A poco, penso, è servito raccomandarmi che si sentano liberi e rilassati e che immaginino di essere soli nella stanza; in più una sgradevole confusione comincia ad annebbiare tutte le nozioni tecniche e teoriche che pensavo di aver minuziosamente immagazzinato.
E così, ha inizio una lunga serie di scatti con sorrisi forzati su volti terrorizzati, mani intirizzite che si aggrappano alla sedia come in cerca di punti di riferimento, occhi chiusi ad ogni click, pose innaturali al limite del credibile.
Dal mio canto, non trovo corrispondenza tra il set di luci e macchina e le foto che mi mostra il display. Non ottengo ciò che mi aspettavo o, peggio, non so cosa aspettarmi.
Poi, senza che ci accorgiamo, l’atmosfera si fa più leggera e distesa: io mi muovo, loro si muovono...qualcosa nell’aria si muove, come fossimo guidati da una regia invisibile! Il ritmo è ora più serrato, ora più lento, alcuni scatti ci sorprendono, altri ci fanno divertire, altri ancora ci suggeriscono nuovi spunti.
 
Tempo scaduto. Ci ringraziamo e salutiamo.

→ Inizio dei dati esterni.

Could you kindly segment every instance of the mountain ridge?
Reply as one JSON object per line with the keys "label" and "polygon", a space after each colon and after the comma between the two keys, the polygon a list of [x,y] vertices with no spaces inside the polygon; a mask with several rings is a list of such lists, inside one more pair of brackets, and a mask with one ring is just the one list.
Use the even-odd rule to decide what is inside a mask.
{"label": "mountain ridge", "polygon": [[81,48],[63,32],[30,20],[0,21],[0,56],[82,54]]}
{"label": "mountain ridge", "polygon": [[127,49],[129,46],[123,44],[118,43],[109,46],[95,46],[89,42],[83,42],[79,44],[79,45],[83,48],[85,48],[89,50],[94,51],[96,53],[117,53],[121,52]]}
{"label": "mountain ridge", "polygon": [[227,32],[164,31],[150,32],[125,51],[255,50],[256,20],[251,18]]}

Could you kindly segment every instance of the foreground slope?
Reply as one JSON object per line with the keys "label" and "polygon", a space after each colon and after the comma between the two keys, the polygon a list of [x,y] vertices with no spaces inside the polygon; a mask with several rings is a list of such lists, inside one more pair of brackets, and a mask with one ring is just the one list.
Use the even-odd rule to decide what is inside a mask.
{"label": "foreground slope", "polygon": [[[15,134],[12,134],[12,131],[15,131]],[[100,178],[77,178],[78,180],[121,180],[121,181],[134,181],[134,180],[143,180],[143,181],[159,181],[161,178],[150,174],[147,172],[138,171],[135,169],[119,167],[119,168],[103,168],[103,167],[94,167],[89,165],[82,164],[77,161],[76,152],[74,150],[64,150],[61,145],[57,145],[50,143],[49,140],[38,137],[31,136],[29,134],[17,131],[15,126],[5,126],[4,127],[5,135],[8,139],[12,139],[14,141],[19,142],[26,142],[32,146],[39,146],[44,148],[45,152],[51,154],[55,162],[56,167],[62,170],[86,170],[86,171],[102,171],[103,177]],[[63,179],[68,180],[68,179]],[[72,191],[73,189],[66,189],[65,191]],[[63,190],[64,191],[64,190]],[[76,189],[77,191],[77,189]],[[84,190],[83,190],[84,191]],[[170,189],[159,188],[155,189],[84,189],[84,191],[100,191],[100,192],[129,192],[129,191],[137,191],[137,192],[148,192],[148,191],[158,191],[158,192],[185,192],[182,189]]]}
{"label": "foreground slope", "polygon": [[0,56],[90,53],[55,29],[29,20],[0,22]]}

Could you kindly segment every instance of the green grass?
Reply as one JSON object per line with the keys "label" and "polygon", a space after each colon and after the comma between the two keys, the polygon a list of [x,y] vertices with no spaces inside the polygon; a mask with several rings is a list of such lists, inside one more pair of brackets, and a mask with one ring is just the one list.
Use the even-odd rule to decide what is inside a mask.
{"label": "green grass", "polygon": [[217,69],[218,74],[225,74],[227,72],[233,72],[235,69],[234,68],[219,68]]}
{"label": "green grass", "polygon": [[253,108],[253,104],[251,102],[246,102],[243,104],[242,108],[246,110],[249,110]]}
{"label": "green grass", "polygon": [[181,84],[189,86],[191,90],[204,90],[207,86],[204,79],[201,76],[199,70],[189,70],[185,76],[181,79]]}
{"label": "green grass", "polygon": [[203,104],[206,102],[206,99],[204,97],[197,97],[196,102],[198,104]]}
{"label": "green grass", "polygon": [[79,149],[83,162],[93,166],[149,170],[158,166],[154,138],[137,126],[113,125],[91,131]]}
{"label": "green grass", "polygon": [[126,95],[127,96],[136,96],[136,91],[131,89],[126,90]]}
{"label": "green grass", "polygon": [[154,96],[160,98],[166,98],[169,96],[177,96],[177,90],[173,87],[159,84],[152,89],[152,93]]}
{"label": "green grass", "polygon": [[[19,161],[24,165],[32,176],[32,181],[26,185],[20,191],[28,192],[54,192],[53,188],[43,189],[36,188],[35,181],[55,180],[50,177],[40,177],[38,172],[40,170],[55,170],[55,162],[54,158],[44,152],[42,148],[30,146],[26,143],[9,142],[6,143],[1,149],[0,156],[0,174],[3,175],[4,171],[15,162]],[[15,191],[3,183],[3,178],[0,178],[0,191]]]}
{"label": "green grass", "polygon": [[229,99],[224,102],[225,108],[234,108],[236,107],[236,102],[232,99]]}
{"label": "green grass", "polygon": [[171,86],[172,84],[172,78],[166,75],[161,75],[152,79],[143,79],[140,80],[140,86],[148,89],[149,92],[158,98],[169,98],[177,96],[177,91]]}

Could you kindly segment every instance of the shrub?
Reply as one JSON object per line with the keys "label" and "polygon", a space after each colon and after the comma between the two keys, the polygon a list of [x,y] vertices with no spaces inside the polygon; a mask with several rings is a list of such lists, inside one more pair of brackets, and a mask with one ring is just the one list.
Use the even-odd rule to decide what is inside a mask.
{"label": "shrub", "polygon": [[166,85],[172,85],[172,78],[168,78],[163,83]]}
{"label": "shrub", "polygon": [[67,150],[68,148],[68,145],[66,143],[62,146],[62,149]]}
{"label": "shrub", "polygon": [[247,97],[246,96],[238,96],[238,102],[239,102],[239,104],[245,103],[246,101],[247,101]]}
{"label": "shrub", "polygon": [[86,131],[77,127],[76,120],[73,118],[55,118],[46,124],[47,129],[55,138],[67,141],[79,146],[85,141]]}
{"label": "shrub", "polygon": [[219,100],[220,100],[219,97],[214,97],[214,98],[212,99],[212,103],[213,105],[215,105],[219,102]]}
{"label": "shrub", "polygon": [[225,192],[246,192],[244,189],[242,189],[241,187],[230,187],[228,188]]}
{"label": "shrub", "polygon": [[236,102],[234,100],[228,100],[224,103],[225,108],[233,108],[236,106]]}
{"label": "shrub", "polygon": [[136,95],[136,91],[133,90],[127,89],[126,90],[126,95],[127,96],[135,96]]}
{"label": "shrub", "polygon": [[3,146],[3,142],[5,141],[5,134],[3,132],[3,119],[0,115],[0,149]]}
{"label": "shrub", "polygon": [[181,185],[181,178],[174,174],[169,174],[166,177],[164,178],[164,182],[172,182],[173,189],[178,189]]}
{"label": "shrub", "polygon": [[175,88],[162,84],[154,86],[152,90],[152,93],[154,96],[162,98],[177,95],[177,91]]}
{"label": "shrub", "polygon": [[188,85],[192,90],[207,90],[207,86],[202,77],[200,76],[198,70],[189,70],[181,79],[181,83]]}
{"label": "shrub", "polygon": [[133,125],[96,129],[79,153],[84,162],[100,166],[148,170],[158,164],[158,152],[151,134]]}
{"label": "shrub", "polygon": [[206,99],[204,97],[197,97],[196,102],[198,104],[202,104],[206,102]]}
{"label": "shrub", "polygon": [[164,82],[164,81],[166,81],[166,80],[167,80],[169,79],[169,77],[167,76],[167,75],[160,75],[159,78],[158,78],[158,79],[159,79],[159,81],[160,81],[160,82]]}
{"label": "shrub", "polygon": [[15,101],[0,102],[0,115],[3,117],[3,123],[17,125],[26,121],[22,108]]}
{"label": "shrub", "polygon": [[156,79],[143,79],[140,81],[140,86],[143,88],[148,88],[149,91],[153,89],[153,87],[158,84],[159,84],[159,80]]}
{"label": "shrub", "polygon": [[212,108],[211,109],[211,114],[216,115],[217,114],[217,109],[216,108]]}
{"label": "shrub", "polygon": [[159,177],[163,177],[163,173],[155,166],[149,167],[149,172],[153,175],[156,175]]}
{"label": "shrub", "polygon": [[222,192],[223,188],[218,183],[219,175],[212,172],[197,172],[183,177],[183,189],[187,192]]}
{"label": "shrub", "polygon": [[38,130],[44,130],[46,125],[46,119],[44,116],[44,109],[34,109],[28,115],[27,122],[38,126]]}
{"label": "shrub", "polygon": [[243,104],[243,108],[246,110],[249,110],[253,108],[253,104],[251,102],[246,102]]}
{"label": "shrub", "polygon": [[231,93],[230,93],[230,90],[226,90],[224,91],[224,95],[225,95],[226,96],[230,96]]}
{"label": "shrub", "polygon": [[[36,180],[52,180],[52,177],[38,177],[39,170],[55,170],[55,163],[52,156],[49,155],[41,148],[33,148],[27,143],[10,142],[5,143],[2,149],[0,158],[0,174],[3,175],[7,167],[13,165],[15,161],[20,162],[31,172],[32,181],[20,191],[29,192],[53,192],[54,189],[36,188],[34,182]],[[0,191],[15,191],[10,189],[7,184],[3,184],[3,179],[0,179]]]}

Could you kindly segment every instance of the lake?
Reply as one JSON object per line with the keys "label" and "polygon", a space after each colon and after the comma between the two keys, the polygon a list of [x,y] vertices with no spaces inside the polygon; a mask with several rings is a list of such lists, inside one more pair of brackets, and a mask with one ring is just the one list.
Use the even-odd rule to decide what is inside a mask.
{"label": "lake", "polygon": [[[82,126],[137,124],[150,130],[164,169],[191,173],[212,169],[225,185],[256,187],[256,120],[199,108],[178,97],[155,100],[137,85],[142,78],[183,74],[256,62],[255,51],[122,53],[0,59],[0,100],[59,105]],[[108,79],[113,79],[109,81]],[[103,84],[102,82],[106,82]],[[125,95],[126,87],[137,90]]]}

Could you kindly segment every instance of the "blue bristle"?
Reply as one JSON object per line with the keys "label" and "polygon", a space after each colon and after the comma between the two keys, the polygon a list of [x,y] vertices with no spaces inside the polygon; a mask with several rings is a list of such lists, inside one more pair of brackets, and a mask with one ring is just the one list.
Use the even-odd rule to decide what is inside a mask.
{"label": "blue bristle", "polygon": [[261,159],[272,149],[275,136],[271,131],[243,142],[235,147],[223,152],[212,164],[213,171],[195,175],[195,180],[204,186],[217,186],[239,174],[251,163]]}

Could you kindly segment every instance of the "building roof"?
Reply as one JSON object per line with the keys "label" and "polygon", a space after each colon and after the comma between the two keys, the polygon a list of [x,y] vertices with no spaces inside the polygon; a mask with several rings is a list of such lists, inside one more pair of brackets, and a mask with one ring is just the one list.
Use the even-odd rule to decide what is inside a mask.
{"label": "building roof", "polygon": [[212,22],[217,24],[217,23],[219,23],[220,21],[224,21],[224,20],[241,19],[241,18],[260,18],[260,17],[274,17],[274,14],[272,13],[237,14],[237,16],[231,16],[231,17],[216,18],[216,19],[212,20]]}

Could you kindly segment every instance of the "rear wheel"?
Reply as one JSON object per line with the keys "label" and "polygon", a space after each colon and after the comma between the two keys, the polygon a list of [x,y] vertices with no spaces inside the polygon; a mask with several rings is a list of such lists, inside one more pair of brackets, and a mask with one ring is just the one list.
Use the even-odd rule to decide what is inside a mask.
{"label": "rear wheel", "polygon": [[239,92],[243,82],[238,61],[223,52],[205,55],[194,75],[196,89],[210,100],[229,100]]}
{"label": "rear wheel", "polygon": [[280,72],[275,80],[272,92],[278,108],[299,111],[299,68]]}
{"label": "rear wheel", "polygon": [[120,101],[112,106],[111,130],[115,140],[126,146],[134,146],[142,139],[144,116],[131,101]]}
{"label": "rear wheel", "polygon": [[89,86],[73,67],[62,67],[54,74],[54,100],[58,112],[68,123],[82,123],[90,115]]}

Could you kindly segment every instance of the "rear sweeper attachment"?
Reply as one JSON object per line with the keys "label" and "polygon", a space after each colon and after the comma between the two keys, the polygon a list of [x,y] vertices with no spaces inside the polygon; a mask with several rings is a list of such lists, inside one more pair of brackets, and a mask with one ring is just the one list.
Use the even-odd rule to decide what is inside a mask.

Me ne vado con la stessa quantità di confusione con cui ero arrivata. Ma è una confusione diversa, sana, costruttiva. Non posso dire di aver imparato a fare qualsiasi ritratto, ma certamente di aver capito che, nonostante la strada sia ancora lunga, sono contenta di averla intrapresa così, con Gianni e Alvise.
Ebbene sì, in tutto ciò, oltre a me e a chi ha posato, Gianni e Alvise sono strati presenze costanti e fondamentali per reggere la situazione, dal punto di vista sia tecnico, aiutandomi a gestire il set, sia umano, scaldando abilmente il clima tra noi. Con la loro delicatezza da un lato e la loro competenza dall’altro, non mi hanno insegnato a come fare i conti con timidezza e imbarazzo, non mi hanno fornito la ricetta universale per lo scatto perfetto; mi hanno comunicato uno spirito, il loro modo di vedere, fare, vivere l’esperienza del ritratto, consapevoli e allo stesso tempo affascinati dal fatto che ognuna sia differente, nelle difficoltà e nelle soddisfazioni.